This "right" was achieved incrementally with Medicare and Medicaid programs and climaxed with Obamacare (aka The Patient Protection and Affordable Care Act of 2010). All the alleged benefits of this compulsory legislation accrue to the compulsorily insured citizen at the expense of the indentured servitude of doctors, surgeons, and other medical professionals, many of whom are leaving their careers in protest to the servitude. In the legislation, the predictable consequences of doctors abandoning their careers in such a protest, such as a shortage of doctors to act as "health providers," there is nothing in it that prohibits the government from drafting retired doctors (regardless of their ages) into "service."  

The right to adequate protection from the economic fears of old age, sickness, accident and unemployment.

This is Social  Security and all disability and unemployment legislation ever passed by Congress, which costs billions of dollars and are called, not "rights," but "entitlements," because everyone has been compelled to pay into the system.
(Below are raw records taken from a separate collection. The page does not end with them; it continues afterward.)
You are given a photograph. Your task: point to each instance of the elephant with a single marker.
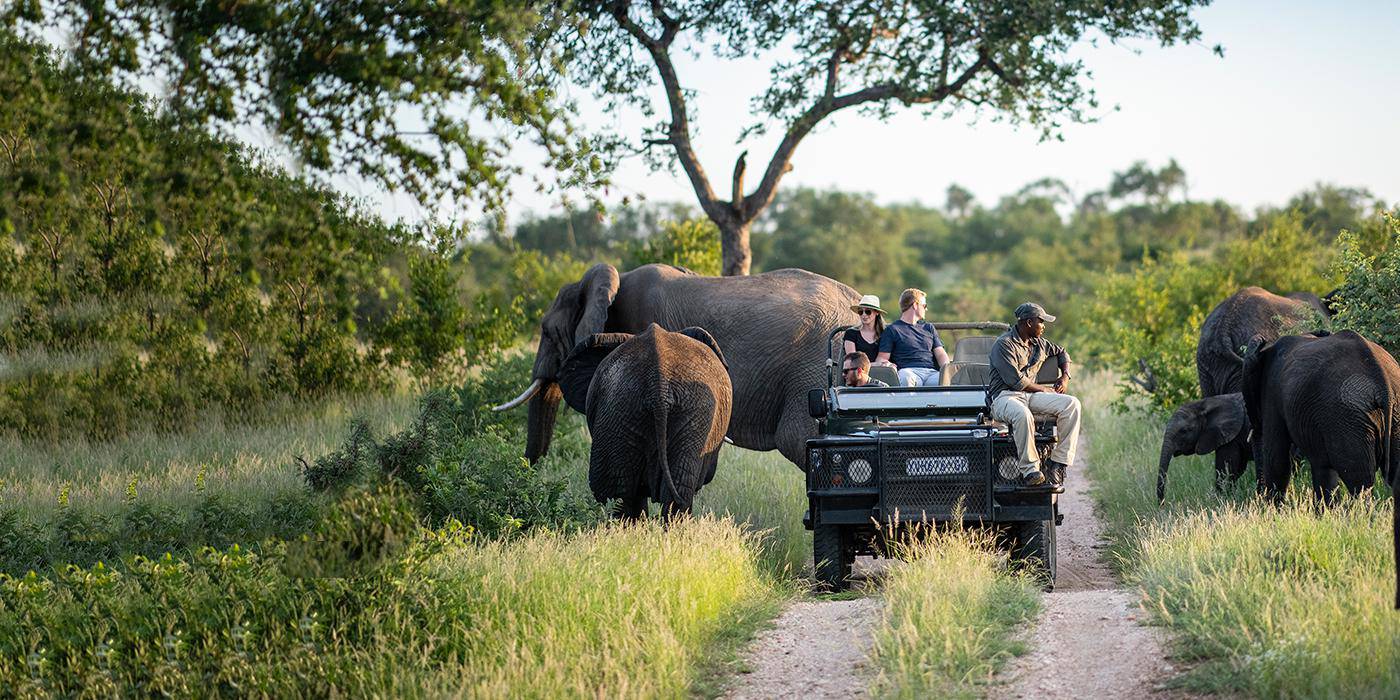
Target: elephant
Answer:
(1333, 396)
(773, 328)
(1201, 427)
(1229, 326)
(657, 405)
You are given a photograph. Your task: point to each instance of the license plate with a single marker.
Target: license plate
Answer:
(937, 465)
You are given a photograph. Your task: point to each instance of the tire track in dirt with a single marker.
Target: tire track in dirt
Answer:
(815, 650)
(1088, 641)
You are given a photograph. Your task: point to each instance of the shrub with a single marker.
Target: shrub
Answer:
(692, 244)
(1369, 293)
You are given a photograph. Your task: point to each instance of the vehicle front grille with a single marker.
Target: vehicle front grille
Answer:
(832, 466)
(927, 480)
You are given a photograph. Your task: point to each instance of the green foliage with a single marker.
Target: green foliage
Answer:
(842, 235)
(462, 462)
(1152, 315)
(692, 244)
(437, 615)
(333, 86)
(1369, 296)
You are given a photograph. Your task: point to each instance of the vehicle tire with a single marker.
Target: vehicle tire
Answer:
(832, 557)
(1033, 549)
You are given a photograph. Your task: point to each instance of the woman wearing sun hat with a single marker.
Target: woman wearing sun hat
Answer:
(865, 339)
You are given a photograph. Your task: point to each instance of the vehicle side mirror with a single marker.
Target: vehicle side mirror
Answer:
(816, 403)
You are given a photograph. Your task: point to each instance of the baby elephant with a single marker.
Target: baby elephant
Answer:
(1201, 427)
(658, 408)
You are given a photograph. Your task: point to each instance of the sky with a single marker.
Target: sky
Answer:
(1306, 93)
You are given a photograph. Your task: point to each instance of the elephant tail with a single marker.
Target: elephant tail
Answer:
(668, 492)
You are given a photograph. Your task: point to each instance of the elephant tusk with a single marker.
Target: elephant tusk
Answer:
(529, 391)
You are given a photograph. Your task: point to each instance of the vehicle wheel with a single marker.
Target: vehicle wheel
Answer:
(1033, 548)
(832, 557)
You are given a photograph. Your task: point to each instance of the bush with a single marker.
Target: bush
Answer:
(692, 244)
(1369, 293)
(1152, 315)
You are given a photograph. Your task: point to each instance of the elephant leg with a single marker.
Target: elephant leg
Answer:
(1325, 482)
(630, 507)
(1273, 461)
(795, 426)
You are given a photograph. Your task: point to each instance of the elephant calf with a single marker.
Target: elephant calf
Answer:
(658, 406)
(1201, 427)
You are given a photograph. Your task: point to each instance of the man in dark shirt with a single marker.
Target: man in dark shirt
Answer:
(912, 343)
(856, 371)
(1015, 396)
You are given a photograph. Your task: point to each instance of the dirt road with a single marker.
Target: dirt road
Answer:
(1087, 643)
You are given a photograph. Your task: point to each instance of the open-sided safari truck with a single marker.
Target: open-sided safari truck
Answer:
(889, 458)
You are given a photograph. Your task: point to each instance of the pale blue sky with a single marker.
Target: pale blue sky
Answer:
(1306, 93)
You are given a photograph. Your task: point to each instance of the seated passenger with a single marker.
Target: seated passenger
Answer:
(912, 343)
(856, 371)
(865, 339)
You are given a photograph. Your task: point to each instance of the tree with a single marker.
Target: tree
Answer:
(422, 95)
(1004, 58)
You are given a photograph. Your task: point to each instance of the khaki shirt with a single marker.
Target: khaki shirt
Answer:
(1015, 361)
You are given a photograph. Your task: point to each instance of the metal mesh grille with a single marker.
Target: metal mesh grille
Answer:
(836, 468)
(931, 479)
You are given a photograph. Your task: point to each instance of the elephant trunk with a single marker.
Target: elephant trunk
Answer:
(1161, 472)
(543, 409)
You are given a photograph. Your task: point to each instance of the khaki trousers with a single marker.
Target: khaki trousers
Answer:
(1018, 410)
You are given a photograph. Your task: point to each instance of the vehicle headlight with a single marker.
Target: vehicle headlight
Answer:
(1008, 466)
(858, 471)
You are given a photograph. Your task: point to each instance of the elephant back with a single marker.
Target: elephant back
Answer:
(1245, 315)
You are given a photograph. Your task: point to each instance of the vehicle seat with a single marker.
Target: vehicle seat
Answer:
(973, 349)
(965, 374)
(885, 374)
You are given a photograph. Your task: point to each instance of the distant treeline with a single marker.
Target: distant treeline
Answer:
(151, 273)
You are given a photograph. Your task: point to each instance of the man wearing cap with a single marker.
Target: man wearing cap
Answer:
(1015, 396)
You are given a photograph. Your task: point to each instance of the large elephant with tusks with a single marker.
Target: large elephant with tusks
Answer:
(773, 329)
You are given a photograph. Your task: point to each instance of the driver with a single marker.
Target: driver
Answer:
(1015, 396)
(856, 371)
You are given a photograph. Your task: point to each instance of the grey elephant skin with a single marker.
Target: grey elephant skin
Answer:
(1330, 396)
(1249, 312)
(1201, 427)
(658, 406)
(1334, 399)
(773, 329)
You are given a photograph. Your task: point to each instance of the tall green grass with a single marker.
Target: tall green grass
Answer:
(632, 611)
(952, 611)
(238, 461)
(767, 494)
(1290, 601)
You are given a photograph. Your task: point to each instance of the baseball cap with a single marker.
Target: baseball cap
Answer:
(1032, 310)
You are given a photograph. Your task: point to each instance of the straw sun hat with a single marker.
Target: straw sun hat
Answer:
(868, 301)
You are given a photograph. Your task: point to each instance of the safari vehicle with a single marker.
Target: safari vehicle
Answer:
(886, 459)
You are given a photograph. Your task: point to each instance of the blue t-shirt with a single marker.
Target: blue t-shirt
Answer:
(910, 345)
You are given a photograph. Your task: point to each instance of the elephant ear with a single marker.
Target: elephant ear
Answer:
(597, 291)
(1221, 422)
(702, 335)
(1252, 378)
(581, 364)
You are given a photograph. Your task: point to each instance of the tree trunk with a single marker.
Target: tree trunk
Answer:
(734, 248)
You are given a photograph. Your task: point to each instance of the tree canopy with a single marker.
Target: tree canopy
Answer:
(431, 95)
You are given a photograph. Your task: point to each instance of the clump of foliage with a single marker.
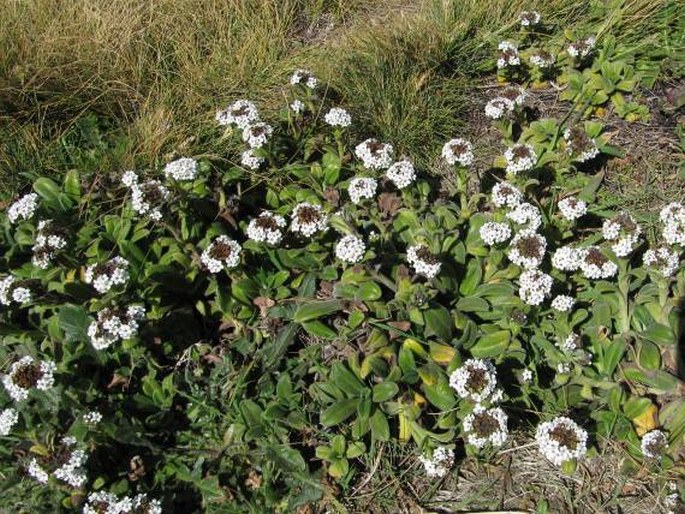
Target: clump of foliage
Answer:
(233, 334)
But the retirees of today are getting more for their confiscated money than younger, still-working adults will ever see in the way of their own "entitlements." Post-WWII "baby boomers" are the most fortunate recipients of their "entitlements." Their sons and daughters will not be so fortunate. They'll be expected to pay in more and get less.

The right to a good education.

What is a "good education," and why does anyone have a right to one? There's really no answer. The right is picked out of the ethereal realms of leftist/progressive political philosophy. The Department of Education spends about $30 billion a year on subsidies, the "bulk of that funding goes toward student aid programs, with the balance going toward grants to educational institutions." For all the billions spent on education, from nursery schools on up to graduate schools, America has been dumbed down and brainwashed and "socially conditioned" to "serve" society, to "give back."

Every Roosevelt-Sunstein "right" cited above is plank in a socialist program. Every one of them has been legislated for, with the right to "adequate medical care" represented by Obamacare.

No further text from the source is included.